Set Reasonable Pricing for Paid Features

The next issue you need to deal with is the price. 

Decide on a monetization model only after doing user research. Some of the most common models of monetization are 

  • Freemium. A free version of a product that offers the main, basic value of an app for free, and a premium version that adds paid advantageous features.
  • Subscription-based. A monthly or annual cost of subscription to the app’s services. Apps with this monetization model usually include a free trial for users to test features they would pay for.
  • In-app purchases. Users pay for one product or service within an app.
  • Ads. An app monetizes by showing ads of other companies to users.

These models are often combined to “compensate” for free revenue streams. Apps that offer in-app purchases of, for instance, therapy sessions offer the first consultation for free. Apps that use freemium add ads to the free version of the app. 

To choose a model that would be good for your business and users, figure out how much different segments of your audience are ready to pay for the services, whether they prefer one-time payment or not, and so on. If you pick freemium, make the free version of the app as good and useful as possible. Then, even those who cannot pay extra will be your app’s promoters. 

Check user’s satisfaction levels with the quality of services in the app vs the price they pay for it to get the picture of future financial dynamics. For telemedicine, for instance, more people don’t use the service because of quality concerns (22%) than due to the cost (6%). 
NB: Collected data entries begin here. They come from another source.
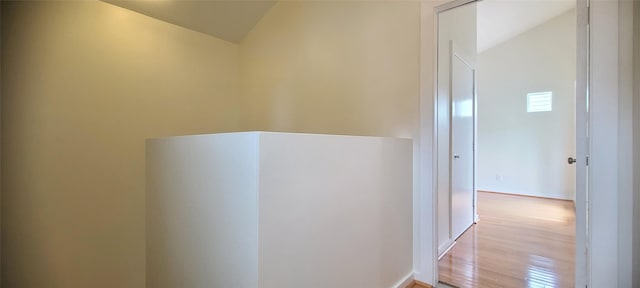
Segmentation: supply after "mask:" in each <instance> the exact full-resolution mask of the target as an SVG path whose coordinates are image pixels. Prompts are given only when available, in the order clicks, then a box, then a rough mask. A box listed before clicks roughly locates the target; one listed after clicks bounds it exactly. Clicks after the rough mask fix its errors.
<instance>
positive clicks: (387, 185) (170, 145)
mask: <svg viewBox="0 0 640 288" xmlns="http://www.w3.org/2000/svg"><path fill="white" fill-rule="evenodd" d="M147 145H148V146H147V149H148V150H147V165H148V169H147V173H148V174H147V175H148V186H147V193H148V195H147V207H148V214H147V216H148V217H147V225H148V226H147V227H148V228H147V229H148V231H147V232H148V233H147V247H148V248H147V249H148V250H147V267H148V271H149V272H148V275H147V287H153V288H156V287H261V288H276V287H278V288H279V287H299V286H302V287H307V288H313V287H317V288H320V287H338V288H339V287H345V288H347V287H374V288H375V287H379V288H386V287H395V285H397V284H398V283H401V282H403V281H404V280H405V279H407V277H409V276H411V275H412V272H413V271H412V270H413V266H412V265H413V261H412V260H413V255H412V252H413V233H412V231H413V210H412V207H413V203H412V197H413V192H412V191H413V186H412V185H413V180H412V178H413V176H412V166H413V165H412V157H413V154H412V145H413V143H412V141H411V140H408V139H394V138H380V137H358V136H331V135H315V134H287V133H268V132H250V133H230V134H214V135H199V136H185V137H175V138H167V139H157V140H150V141H149V142H148V144H147Z"/></svg>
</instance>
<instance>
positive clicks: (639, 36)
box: [631, 1, 640, 287]
mask: <svg viewBox="0 0 640 288" xmlns="http://www.w3.org/2000/svg"><path fill="white" fill-rule="evenodd" d="M633 11H634V12H633V56H632V57H633V63H634V64H633V77H634V78H633V79H634V80H633V99H632V102H633V119H634V120H633V123H632V129H633V148H632V149H633V150H632V151H633V159H634V160H633V165H634V166H633V173H634V174H633V182H634V183H633V191H634V192H633V200H634V201H633V202H634V204H633V212H632V213H633V218H632V219H633V220H632V221H633V223H632V225H633V243H632V247H633V253H632V259H633V260H632V261H633V262H632V267H633V270H632V271H631V273H632V275H633V279H632V284H631V285H632V286H633V287H640V2H638V1H635V2H633Z"/></svg>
Make Registration as Simple as Possible

Patients should be able to register quickly and easily. The most efficient way is via an email or social media account. When registration is too complicated or long, users are more likely to switch to another app (or drop the idea to use digital health at all). 

So: registration and onboarding have to be super simple and the app has to clearly state what it does. 

Help Patients Feel Control and Freedom

The last big issue most users face is a lack of interactivity and control over what is going on in the app. Add options to customize the user experience. 

If your app is conducting health data reports, add an option to download them. Allow users to set which notifications they want to receive and when. Add features to change font size and contrast settings — that will boost accessibility. If an app offers video classes, a download feature (even if the video will be temporarily downloaded) is a good choice. 

Make sure the value people get from your app doesn’t get overshadowed by constraints and inflexibility. 

A Reliable Development Partner Is One of the Key Success Elements for Health Application

Building a good and useful healthcare app is challenging. A trustworthy tech partner with domain expertise will help you to avoid the pitfalls startups in this field often fall into. With them, you won’t miss important compliance requirements and will successfully address industry-specific challenges like monetization connected to insurers or siloed digital systems in hospitals. 

Despite a lot of complexities to consider when developing healthcare solutions, we enjoy building mHealth apps a lot — it’s extremely rewarding. Diversido’s portfolio includes: 

  • Miro, an app to monitor a patients’ brain activity by giving them games to play and tracking their progress
  • VitalsBridge, an IoT app that helps doctors-in-training learn how to do defibrillation by simulating different body conditions on a medical mannequin.
  • Visual Gains, an app for bodybuilders to monitor their muscle growth that’s a good fit for those who want to achieve muscle symmetry.

All of these have been built with experts from the industry on board the development team. 

When you start working on your project, don’t forget to invite doctors, nurses, fitness trainers, etc. into the process. They’ll help you to account for workplace-specific issues they face and make the app more comfortable to use. It’s also best to test solutions among patients as early as possible and check in with them every so often to make sure you’re on the right track.